Mohammadi Parisa, Hamidkhani Aida, Asgarani Ezat
Department of Microbiology, Faculty of Biological Sciences, Alzahra University, Tehran, IR Iran.
Department of Biotechnology, Faculty of Biological Sciences, Alzahra University, Tehran, IR Iran.
Jundishapur J Microbiol. 2015 Oct 12;8(10):e22249. doi: 10.5812/jjm.22249. eCollection 2015 Oct.
Candida species are usually opportunistic organisms that cause acute to chronic infections when conditions in the host are favorable. Accurate identification of Candida species is an essential pre-requisite for improved therapeutic strategy. Identification of Candida species by conventional methods is time-consuming with low sensitivity, yet molecular approaches have provided an alternative way for early diagnosis of invasive candidiasis. Denaturing gradient gel electrophoresis (DGGE) and temporal temperature gradient gel electrophoresis (TTGE) are polymerase chain reaction (PCR)-based approaches that are used for studying the community structure of microorganisms. By using these methods, simultaneous identification of multiple yeast species will be possible and reliable results will be obtained quickly.
In this study, DGGE and TTGE methods were set up and evaluated for the detection of different Candida species, and their results were compared.
Five different Candida species were cultured on potato dextrose agar medium for 24 hours. Next, total DNA was extracted by the phenol-chloroform method. Two sets of primers, ITS3-GC/ITS4 and NL1-GC/LS2 were applied to amplify the desired regions. The amplified fragments were then used to analyze DGGE and TTGE profiles.
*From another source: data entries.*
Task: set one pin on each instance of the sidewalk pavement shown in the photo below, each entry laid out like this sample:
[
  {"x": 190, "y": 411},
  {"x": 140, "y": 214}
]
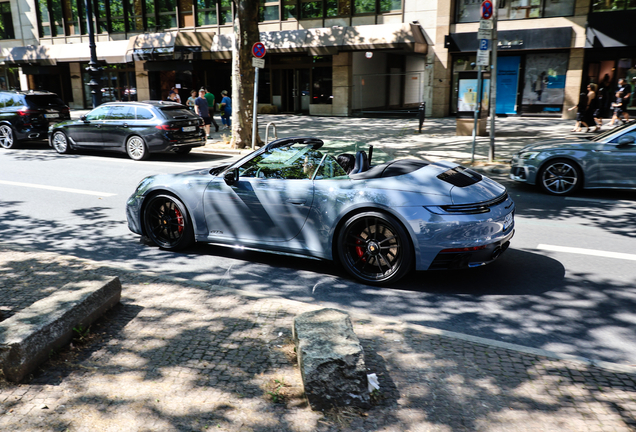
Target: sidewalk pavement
[{"x": 182, "y": 355}]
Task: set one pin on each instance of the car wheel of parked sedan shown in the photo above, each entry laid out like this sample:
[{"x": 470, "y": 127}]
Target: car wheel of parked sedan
[
  {"x": 560, "y": 177},
  {"x": 60, "y": 142},
  {"x": 183, "y": 150},
  {"x": 374, "y": 248},
  {"x": 167, "y": 223},
  {"x": 6, "y": 137},
  {"x": 136, "y": 148}
]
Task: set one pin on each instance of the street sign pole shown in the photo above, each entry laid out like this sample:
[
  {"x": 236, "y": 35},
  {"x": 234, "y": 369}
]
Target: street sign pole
[{"x": 493, "y": 82}]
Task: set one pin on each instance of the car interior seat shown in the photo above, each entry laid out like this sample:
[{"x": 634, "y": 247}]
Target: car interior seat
[{"x": 361, "y": 164}]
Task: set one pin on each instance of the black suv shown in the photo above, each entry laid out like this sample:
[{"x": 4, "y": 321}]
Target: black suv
[
  {"x": 28, "y": 115},
  {"x": 135, "y": 128}
]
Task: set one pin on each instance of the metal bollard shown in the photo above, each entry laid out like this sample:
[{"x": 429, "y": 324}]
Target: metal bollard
[{"x": 421, "y": 114}]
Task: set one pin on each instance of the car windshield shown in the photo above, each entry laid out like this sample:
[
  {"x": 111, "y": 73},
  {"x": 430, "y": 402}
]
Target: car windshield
[
  {"x": 292, "y": 163},
  {"x": 178, "y": 113},
  {"x": 43, "y": 101},
  {"x": 601, "y": 137}
]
The results showed that NL1-GC/LS2 primer set could yield species-specific amplicons, which were well distinguished and allowed better species discrimination than that generated by the ITS3-GC/ITS4 primer set, in both DGGE and TTGE profiles. All five Candida species were discriminated by DGGE and TTGE using the NL1-GC/LS2 primer set.
Comparison of DGGE and TTGE profiles obtained from NL1-GC/LS2 amplicons exhibited the same patterns. Although both DGGE and TTGE techniques are capable of detecting Candida species, TTGE is recommended because of easier performance and lower costs.
念珠菌属通常是机会性致病微生物,当宿主条件适宜时可引起急性至慢性感染。准确鉴定念珠菌属是改进治疗策略的必要前提。传统方法鉴定念珠菌属耗时且灵敏度低,而分子方法为侵袭性念珠菌病的早期诊断提供了另一种途径。变性梯度凝胶电泳(DGGE)和温度梯度凝胶电泳(TTGE)是基于聚合酶链反应(PCR)的方法,用于研究微生物群落结构。通过使用这些方法,可以同时鉴定多种酵母菌种,并快速获得可靠结果。
本研究建立并评估了DGGE和TTGE方法用于检测不同念珠菌属菌种,并比较了它们的结果。
将五种不同的念珠菌属菌种在马铃薯葡萄糖琼脂培养基上培养24小时。接下来,采用酚-氯仿法提取总DNA。应用两组引物,即ITS3-GC/ITS4和NL1-GC/LS2来扩增所需区域。然后将扩增片段用于分析DGGE和TTGE图谱。
结果表明,在DGGE和TTGE图谱中,NL1-GC/LS2引物组可产生种特异性扩增子,与ITS3-GC/ITS4引物组相比,这些扩增子区分度更好,能实现更好的菌种鉴别。使用NL1-GC/LS2引物组,通过DGGE和TTGE鉴别出了所有五种念珠菌属菌种。
从NL1-GC/LS2扩增子获得的DGGE和TTGE图谱比较显示出相同的模式。虽然DGGE和TTGE技术都能够检测念珠菌属菌种,但由于操作更简便且成本更低,推荐使用TTGE。